Kolaborasi perlu melibatkan pemerintah sebagai regulator, akademisi sebagai penyedia riset, pelaku usaha sebagai mitra kepatuhan, media sebagai penyebar edukasi, serta masyarakat sebagai pengawas sosial.
Peran Kampus
Mortigor juga menekankan pentingnya keterlibatan perguruan tinggi dalam membantu menyelesaikan persoalan rokok ilegal.
Dosen dan mahasiswa dapat melakukan survei perilaku konsumen, penelitian mengenai efektivitas kebijakan cukai, hingga menyusun rekomendasi berbasis bukti atau evidence-based policy.
“Hasil penelitian tersebut dapat menjadi masukan bagi pemerintah daerah maupun Bea Cukai dalam merancang kebijakan yang lebih tepat sasaran,” ujarnya.
Ia menegaskan, peran akademisi tidak seharusnya berhenti di ruang kelas.
“Akademisi bukan hanya bertugas menjelaskan teori ekonomi, tetapi juga menghadirkan solusi nyata bagi persoalan yang dihadapi masyarakat,” katanya.
Penindakan Tetap Diperlukan
Mortigor menyimpulkan bahwa peredaran rokok ilegal di Batam merupakan persoalan yang berkaitan dengan aspek ekonomi, hukum, dan sosial.
Penindakan tetap diperlukan, namun tidak seharusnya menjadi satu-satunya strategi.

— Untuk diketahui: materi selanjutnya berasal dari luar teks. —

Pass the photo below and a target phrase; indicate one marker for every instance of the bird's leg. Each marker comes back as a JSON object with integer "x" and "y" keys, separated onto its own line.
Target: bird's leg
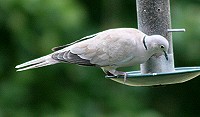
{"x": 118, "y": 73}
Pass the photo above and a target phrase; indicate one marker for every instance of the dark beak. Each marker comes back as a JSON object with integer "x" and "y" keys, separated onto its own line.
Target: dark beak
{"x": 166, "y": 56}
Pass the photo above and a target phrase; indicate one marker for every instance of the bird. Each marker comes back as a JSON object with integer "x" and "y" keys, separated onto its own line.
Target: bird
{"x": 108, "y": 50}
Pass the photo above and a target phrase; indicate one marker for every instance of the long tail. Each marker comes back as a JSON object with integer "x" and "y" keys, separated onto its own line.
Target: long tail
{"x": 36, "y": 63}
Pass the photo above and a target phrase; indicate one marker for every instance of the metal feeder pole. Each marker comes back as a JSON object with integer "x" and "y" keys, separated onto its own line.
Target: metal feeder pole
{"x": 154, "y": 18}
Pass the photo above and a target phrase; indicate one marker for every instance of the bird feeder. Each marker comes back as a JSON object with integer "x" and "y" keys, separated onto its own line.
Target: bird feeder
{"x": 154, "y": 18}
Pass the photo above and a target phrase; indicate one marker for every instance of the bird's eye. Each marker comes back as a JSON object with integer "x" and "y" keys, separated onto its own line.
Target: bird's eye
{"x": 162, "y": 46}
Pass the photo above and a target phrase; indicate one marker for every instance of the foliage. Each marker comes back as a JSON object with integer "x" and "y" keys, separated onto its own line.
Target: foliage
{"x": 30, "y": 28}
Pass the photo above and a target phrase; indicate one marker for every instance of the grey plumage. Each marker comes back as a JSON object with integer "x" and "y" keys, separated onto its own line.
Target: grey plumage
{"x": 109, "y": 50}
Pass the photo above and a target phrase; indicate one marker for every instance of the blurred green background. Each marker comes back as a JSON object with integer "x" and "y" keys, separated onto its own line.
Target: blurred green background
{"x": 30, "y": 28}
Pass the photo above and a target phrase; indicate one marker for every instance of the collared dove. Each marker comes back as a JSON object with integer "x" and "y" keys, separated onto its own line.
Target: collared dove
{"x": 109, "y": 50}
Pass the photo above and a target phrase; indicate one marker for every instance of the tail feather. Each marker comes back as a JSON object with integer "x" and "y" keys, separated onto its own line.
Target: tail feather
{"x": 39, "y": 62}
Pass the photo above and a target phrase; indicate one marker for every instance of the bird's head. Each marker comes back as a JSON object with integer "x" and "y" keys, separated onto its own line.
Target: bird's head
{"x": 157, "y": 44}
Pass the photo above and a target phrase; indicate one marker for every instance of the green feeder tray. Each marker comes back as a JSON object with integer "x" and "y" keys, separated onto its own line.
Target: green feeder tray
{"x": 180, "y": 75}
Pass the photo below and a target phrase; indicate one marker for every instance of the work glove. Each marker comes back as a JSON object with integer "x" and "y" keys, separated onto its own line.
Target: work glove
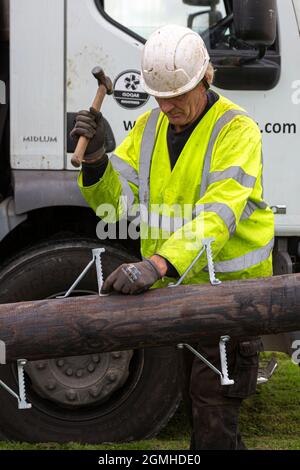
{"x": 132, "y": 278}
{"x": 90, "y": 124}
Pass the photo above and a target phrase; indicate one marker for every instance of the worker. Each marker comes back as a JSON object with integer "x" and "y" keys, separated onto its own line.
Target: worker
{"x": 196, "y": 150}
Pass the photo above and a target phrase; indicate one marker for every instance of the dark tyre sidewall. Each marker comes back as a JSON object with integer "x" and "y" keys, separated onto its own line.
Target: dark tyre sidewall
{"x": 49, "y": 269}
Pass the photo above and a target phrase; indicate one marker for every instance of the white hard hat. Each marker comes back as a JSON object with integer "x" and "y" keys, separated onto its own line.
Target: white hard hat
{"x": 174, "y": 61}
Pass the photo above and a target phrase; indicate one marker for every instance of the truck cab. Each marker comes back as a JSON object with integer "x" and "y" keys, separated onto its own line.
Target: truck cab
{"x": 47, "y": 51}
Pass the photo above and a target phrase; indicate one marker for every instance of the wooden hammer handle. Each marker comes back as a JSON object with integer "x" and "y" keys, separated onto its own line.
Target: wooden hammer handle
{"x": 83, "y": 142}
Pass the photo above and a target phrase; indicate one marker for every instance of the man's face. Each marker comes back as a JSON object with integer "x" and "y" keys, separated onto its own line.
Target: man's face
{"x": 183, "y": 110}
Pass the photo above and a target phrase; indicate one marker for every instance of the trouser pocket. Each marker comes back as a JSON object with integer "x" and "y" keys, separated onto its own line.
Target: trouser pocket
{"x": 245, "y": 369}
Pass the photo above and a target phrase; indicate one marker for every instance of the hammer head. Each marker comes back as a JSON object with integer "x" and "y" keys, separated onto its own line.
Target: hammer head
{"x": 99, "y": 74}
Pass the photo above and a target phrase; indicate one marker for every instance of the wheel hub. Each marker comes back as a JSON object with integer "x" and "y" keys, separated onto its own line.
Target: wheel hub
{"x": 80, "y": 380}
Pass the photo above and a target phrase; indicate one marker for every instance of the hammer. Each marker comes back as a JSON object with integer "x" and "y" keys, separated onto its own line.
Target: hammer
{"x": 104, "y": 87}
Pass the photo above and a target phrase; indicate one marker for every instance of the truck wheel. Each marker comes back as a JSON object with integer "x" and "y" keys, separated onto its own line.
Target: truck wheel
{"x": 109, "y": 397}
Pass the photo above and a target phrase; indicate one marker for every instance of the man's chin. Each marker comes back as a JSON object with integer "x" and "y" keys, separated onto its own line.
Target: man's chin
{"x": 176, "y": 120}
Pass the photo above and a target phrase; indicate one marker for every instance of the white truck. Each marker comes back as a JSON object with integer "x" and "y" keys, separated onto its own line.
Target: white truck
{"x": 47, "y": 51}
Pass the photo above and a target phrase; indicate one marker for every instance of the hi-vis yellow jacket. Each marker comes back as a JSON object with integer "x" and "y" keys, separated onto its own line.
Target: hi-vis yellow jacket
{"x": 214, "y": 191}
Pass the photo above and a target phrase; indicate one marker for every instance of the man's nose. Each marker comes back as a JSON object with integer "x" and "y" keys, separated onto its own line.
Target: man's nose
{"x": 166, "y": 105}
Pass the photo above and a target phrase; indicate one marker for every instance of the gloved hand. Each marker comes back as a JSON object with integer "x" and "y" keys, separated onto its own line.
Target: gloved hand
{"x": 132, "y": 278}
{"x": 90, "y": 124}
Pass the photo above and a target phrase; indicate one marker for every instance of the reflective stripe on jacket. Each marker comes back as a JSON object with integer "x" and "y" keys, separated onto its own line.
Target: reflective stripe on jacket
{"x": 214, "y": 191}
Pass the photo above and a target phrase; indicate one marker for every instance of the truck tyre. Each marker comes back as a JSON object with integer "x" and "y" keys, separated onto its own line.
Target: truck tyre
{"x": 66, "y": 404}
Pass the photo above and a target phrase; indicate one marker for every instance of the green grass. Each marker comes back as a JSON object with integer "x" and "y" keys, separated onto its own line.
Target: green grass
{"x": 269, "y": 420}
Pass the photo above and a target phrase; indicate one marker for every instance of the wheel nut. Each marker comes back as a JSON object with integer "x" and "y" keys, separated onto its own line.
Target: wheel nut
{"x": 111, "y": 376}
{"x": 93, "y": 392}
{"x": 71, "y": 395}
{"x": 51, "y": 385}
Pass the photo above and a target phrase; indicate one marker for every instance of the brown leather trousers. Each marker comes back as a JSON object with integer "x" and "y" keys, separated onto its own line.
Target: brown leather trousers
{"x": 213, "y": 408}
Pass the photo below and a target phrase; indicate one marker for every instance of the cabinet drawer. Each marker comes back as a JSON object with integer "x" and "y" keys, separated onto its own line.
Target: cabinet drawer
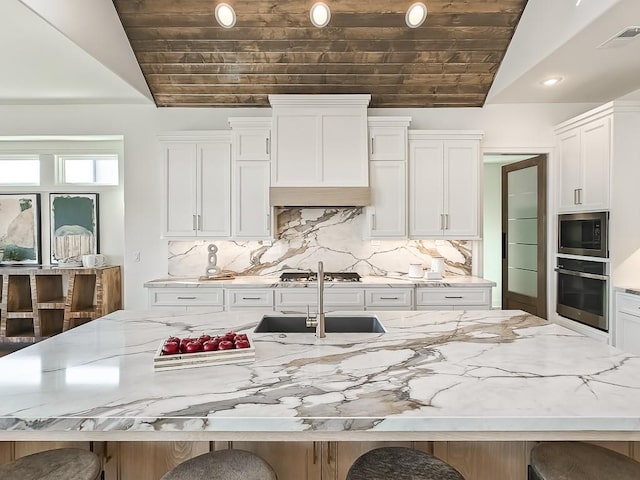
{"x": 629, "y": 304}
{"x": 402, "y": 298}
{"x": 248, "y": 298}
{"x": 453, "y": 296}
{"x": 175, "y": 297}
{"x": 334, "y": 298}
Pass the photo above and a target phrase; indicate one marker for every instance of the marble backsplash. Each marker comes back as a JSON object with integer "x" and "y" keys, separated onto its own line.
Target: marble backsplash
{"x": 305, "y": 236}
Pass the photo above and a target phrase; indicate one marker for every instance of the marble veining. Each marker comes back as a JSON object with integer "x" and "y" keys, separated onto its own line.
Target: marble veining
{"x": 333, "y": 235}
{"x": 439, "y": 371}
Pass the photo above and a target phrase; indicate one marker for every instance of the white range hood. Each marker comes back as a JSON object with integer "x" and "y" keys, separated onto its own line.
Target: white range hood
{"x": 319, "y": 153}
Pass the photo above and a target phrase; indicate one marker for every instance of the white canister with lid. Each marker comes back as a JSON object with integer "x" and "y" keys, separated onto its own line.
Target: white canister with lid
{"x": 416, "y": 270}
{"x": 437, "y": 265}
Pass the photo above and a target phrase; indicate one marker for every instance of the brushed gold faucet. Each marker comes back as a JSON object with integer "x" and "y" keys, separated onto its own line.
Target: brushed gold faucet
{"x": 319, "y": 321}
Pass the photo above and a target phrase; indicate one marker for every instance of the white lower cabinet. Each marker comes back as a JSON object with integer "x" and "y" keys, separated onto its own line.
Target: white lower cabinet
{"x": 446, "y": 298}
{"x": 389, "y": 299}
{"x": 297, "y": 299}
{"x": 186, "y": 299}
{"x": 627, "y": 322}
{"x": 248, "y": 299}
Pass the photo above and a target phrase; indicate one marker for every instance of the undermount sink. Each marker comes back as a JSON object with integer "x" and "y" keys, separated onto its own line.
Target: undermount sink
{"x": 333, "y": 324}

Paradigma penanganan perlu diarahkan dari pengawasan reaktif menuju pencegahan berbasis data, serta dari pendekatan yang hanya mengedepankan penindakan menuju kolaborasi lintas sektor.
“Ketika pemerintah, kampus, pelaku usaha, media, dan masyarakat bergerak bersama, Batam tidak hanya mampu melindungi penerimaan negara, tetapi juga membangun ekosistem usaha yang sehat dan berkeadilan,” pungkasnya. (Btm/r)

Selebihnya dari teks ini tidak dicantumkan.